|Title||Differential induction of plant chemical defenses by parasitized and unparasitized herbivores : Consequences for reciprocal, multitrophic interactions|
|Author(s)||Ode, Paul J.; Harvey, J.A.; Reichelt, Michael; Gershenzon, Jonathan; Gols, Rieta|
|Source||Oikos 125 (2016)10. - ISSN 0030-1299 - p. 1398 - 1407.|
|Department(s)||Laboratory of Entomology|
|Publication type||Refereed Article in a scientific journal|
Insect parasitoids can play ecologically important roles in virtually all terrestrial plant-insect herbivore interactions, yet whether parasitoids alter the defensive traits that underlie interactions between plants and their herbivores remains a largely unexplored question. Here, we examined the reciprocal trophic interactions among populations of the wild cabbage Brassica oleracea that vary greatly in their production of defensive secondary compounds - glucosinolates (GSs), a generalist herbivore, Trichoplusia ni, and its polyembryonic parasitoid Copidosoma floridanum. In a greenhouse environment, plants were exposed to either healthy (unparasitized), parasitized, or no herbivores. Feeding damage by herbivores induced higher levels of the indole GSs, glucobrassicin and neoglucobrassicin, but not any of the other measured GSs. Herbivores parasitized by C. floridanum induced cabbage plants to produce 1.5 times more indole GSs than levels induced by healthy T. ni and five times more than uninduced plants. As a gregarious endoparasitoid, C. floridanum causes its host T. ni to feed more than unparasitized herbivores resulting in increased induction of indole GSs.
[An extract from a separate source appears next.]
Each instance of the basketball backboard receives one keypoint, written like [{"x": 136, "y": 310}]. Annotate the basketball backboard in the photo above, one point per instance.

In turn, herbivore fitness parameters (including differential effects on male and female contributions to lifetime fecundity in the herbivore) were negatively correlated with the aliphatic GSs, sinigrin and gluconapin, whereas parasitoid fitness parameters were negatively correlated with the indole GSs, glucobrassicin and neoglucobrassicin. That herbivores and their parasitoids appear to be affected by different sets of GSs was unexpected given the intimate developmental associations between host and parasitoid. This study is the first to demonstrate that parasitoids, through increasing feeding by their herbivorous hosts, can induce higher levels of non-volatile plant chemical defenses. While parasitoids are widely recognized to be ubiquitous in most terrestrial insect herbivore communities, their role in influencing plant-insect herbivore relationships is still vastly underappreciated.